On Tuesday night, President Obama delivered his most powerful State of the Union address yet, laying out a blueprint for an America that’s built to last—where everyone gets a fair shake and does their fair share. A survey taken moments after President Obama finished giving his the speech found that an overwhelming majority of Americans, including most Republicans, strongly favored the president’s proposals.
So while President Obama doesn’t cut it with the Fox News crowd and Limbaugh “ditto head” fans, he continues to be well received by the rest of America –at least as far as his State of the Union speech was concerned. A CBS News poll following the president’s address showed an astonishing 91% of Americans approved of the President’s proposals. Only 9% disapproved. Last year, 83 % of viewers approved of Mr. Obama’s State of the Union remarks.
Judging from the polls the GOP has an uphill battle going into this election. Their only hope for a victory in November – regardless of whom they choose as nominee, if they can ever figure out who that might be – is an economy that deteriorates and unemployment climbs back up over 9%. There is little doubt that that they will continue to obstruct any and all measures to create jobs and improve the economy. The last thing you can expect is bipartisanship – especially from a GOP that has already exhibited that they refuse to place country before party.
President Obama’s speech set in motion his 2012 election campaign. The President’s populist defense of the middle class and their priorities in his State of the Union scored with voters. According to a Pew Poll before last night’s speech, 42% of swing voters thought that President Obama was for the middle-class. After the speech that number jumped up to “66%”. President Obama generated strong responses on energy, education and foreign policy, but most important, he made impressive gains on a range of economic measures, including the wealthy paying their fair share of taxes.
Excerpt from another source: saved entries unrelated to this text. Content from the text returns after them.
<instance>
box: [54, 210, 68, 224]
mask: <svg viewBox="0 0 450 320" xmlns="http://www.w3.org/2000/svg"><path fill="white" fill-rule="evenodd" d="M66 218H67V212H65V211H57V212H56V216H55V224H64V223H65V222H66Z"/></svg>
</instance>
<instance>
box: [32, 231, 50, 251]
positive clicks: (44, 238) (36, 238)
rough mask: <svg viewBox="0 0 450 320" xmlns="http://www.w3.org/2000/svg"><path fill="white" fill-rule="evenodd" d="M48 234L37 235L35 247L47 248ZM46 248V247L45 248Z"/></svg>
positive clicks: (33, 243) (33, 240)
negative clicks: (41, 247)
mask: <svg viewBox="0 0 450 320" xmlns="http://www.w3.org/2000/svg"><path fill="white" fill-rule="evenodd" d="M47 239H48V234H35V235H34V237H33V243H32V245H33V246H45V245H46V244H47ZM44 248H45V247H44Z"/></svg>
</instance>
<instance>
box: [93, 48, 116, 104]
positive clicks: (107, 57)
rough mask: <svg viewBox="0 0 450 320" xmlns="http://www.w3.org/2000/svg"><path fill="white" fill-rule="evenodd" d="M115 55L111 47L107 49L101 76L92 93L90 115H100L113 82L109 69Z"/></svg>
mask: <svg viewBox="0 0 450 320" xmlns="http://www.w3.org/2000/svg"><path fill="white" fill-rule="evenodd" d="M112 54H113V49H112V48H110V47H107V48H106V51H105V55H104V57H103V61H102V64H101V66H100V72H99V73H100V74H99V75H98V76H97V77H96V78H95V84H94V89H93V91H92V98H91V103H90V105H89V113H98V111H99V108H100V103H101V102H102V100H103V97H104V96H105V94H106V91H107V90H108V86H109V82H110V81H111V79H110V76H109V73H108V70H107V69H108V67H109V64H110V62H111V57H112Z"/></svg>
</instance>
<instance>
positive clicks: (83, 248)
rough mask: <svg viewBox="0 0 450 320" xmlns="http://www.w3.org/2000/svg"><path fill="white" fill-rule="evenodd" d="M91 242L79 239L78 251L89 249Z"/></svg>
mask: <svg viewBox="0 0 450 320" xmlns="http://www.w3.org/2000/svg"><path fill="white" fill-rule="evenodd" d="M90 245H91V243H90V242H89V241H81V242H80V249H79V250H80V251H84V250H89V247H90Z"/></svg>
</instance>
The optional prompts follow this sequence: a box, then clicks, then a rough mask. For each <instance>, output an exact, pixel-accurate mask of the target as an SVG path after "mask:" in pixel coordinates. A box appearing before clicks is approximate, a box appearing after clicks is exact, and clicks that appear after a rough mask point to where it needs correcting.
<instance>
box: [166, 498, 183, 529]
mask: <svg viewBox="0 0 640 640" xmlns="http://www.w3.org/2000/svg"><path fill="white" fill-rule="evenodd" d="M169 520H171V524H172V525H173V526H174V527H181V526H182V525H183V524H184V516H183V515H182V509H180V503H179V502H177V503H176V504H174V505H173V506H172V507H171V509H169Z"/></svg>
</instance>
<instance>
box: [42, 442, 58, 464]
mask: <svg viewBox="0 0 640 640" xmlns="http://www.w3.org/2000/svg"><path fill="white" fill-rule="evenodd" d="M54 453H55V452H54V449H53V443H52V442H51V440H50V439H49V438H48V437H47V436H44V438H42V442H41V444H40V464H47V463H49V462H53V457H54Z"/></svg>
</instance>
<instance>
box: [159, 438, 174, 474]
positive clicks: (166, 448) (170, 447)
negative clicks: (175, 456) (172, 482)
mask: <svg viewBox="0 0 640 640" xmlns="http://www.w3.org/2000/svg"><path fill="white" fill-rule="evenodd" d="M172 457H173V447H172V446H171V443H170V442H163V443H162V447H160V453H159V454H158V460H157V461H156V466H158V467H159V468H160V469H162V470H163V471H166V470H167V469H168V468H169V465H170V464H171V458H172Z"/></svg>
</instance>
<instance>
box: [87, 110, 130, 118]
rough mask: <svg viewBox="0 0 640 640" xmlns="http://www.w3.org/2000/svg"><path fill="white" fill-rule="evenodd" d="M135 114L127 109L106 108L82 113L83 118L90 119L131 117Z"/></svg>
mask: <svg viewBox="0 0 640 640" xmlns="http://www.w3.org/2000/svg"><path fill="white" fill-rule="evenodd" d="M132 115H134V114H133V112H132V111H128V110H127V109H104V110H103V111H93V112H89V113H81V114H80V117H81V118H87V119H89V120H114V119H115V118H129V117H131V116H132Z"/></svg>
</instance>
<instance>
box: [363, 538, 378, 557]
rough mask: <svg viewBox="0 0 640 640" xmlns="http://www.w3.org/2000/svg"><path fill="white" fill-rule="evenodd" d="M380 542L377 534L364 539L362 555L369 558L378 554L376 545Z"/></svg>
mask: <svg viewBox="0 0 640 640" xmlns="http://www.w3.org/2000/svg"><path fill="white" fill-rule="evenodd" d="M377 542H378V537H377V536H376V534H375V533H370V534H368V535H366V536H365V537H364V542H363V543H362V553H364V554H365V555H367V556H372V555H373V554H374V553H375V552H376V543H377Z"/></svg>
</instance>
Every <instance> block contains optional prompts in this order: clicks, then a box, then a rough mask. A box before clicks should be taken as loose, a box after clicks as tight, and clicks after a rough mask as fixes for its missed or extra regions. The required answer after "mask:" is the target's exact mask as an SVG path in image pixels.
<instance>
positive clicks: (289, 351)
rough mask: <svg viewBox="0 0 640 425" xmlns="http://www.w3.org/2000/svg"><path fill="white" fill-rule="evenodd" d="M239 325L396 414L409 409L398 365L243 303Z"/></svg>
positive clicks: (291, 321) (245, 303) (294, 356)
The Republicans can continue to call the President a Socialist and deride his economic policies as “class warfare” but it isn’t working. According to the last CBS News poll, 64%of Americans believe that taxes on millionaires should be increased in order to reduce the deficit. Thirty percent said taxes on such individuals should not be increased. It’s clear that defending further tax cuts for those at the top of the economic spectrum puts Republicans in Congress and on the Presidential campaign trail well outside of the American mainstream.
In any event, for a President heading into a reelection year, these are the kind of numbers you want to see showing the American people are still overwhelmingly supportive. Meanwhile Mitt Romney is releasing his millionaire’s tax return showing he paid a lower tax rate than his secretary.